Techstars has raised $150 million for its latest vehicle, Techstars Ventures (formerly known as Bullet Time Ventures) as it expands from seed into Series A investment.
“The $150 million third fund is focused on seed and Series A investments around the Techstars ecosystem, alumni that have been through the past companies, and by the 1500 or so mentors [in Techstars],” David Cohen told me.
In all, more than $5 billion in financing has been invested in companies that are in the Techstars ecosystem, Cohen says (although about $2.8 billion of that could be attributed to Uber alone). This ecosystem includes companies founded by Techstars mentors (or former mentors) as well as the fund’s affiliated accelerator.
Graduates of the accelerator have raised roughly $1.1 billion.
As part of the firm’s expansion into more and larger deals, it’s also added some new partners including Jason Seats, the founder of Slicehost and a manager of Techstars Cloud and Austin accelerator programs; Nicole Glaros, who has worked for the accelerator in Colorado, New York and Texas; and Ari Newman, the founder of Flitrbox, which was acquired by Jive in 2007.
Still it’s a hefty chunk of change for the companies which emerged from the now 7-year-old accelerator program.
Around 60 of those companies have been acquired in M&A deals, pointing to strong returns, but both Cohen and his partner Mark Solon agree that the best is yet to come (again: Uber).
And the accelerator’s venture fund is growing in tandem with its accelerator program. From the two initial programs that the accelerator launched, Techstars has now grown to include 15 programs run entirely under the Techstars brand or in partnership with some of the world’s biggest companies.

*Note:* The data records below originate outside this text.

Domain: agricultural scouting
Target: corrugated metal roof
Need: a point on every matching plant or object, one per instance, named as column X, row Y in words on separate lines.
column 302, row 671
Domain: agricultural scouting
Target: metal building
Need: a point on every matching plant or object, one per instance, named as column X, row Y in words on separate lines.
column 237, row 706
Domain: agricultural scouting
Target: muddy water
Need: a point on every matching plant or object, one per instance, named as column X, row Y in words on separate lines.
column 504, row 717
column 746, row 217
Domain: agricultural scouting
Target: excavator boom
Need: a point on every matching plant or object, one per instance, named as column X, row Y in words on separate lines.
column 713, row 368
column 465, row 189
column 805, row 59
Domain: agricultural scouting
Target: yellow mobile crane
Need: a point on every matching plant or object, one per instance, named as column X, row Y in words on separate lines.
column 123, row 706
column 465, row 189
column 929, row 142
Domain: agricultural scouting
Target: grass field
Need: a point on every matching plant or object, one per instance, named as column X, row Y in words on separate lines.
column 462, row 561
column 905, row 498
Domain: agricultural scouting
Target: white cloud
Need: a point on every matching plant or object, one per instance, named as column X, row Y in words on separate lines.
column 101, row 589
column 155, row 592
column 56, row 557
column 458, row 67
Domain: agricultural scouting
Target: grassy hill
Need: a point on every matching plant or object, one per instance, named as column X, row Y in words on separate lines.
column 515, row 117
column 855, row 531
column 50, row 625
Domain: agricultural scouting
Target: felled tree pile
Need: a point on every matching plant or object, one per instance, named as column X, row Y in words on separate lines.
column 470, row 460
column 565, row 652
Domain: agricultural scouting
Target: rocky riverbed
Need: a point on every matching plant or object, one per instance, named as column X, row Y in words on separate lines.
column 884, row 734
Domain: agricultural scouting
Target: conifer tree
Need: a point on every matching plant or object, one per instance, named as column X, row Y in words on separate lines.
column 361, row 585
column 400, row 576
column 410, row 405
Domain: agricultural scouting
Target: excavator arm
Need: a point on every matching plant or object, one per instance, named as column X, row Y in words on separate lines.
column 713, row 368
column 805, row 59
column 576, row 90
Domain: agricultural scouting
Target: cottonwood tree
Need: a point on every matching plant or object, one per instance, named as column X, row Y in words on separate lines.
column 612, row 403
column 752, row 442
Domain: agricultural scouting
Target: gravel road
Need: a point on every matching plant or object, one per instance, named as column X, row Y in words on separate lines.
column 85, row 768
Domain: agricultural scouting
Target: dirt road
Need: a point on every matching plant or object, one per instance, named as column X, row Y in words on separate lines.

“TechStars was only one or two programs a year til 2010,” says Cohen. “The broader ecosystem is only a few years old.”
Over that time the firm’s venture capital fund has expanded from just $5 million in 2009, to $30 million for the second fund in 2012.
Now, with eight partner programs and its seven Techstars locations, the venture fund needs additional capital to make more investments and follow their companies through later stages of growth, according to Cohen and Solon.
While the investments from the accelerator program remain unchanged, at a 10% equity stake for a $120,000 investment, the venture fund will be able to commit significantly more capital.
“Traditionally, we’ve made investments between a couple of hundred thousand and $1 million at the seed level. Now, at the Series A we’d be between $1 million and $2 million,” Cohen says.
Meanwhile, the new funding comes at just the right time for seed-stage companies who are having a harder time raising capital.
The woes (which are not confined to the US alone) could be an indicator that the venture capital industry is heading towards an inevitable downturn even as a proliferation of accelerators flood the market with early stage deals.
“Cycles are inevitable. As a private equity investor as long as you continue to invest the same amount of capital year in and year out you should be fine,” says Solon. “For the most part, the companies that we’re invested in are largely uncorrelated to the public markets. We try not to get distracted by the gyrations of the media or the public markets.”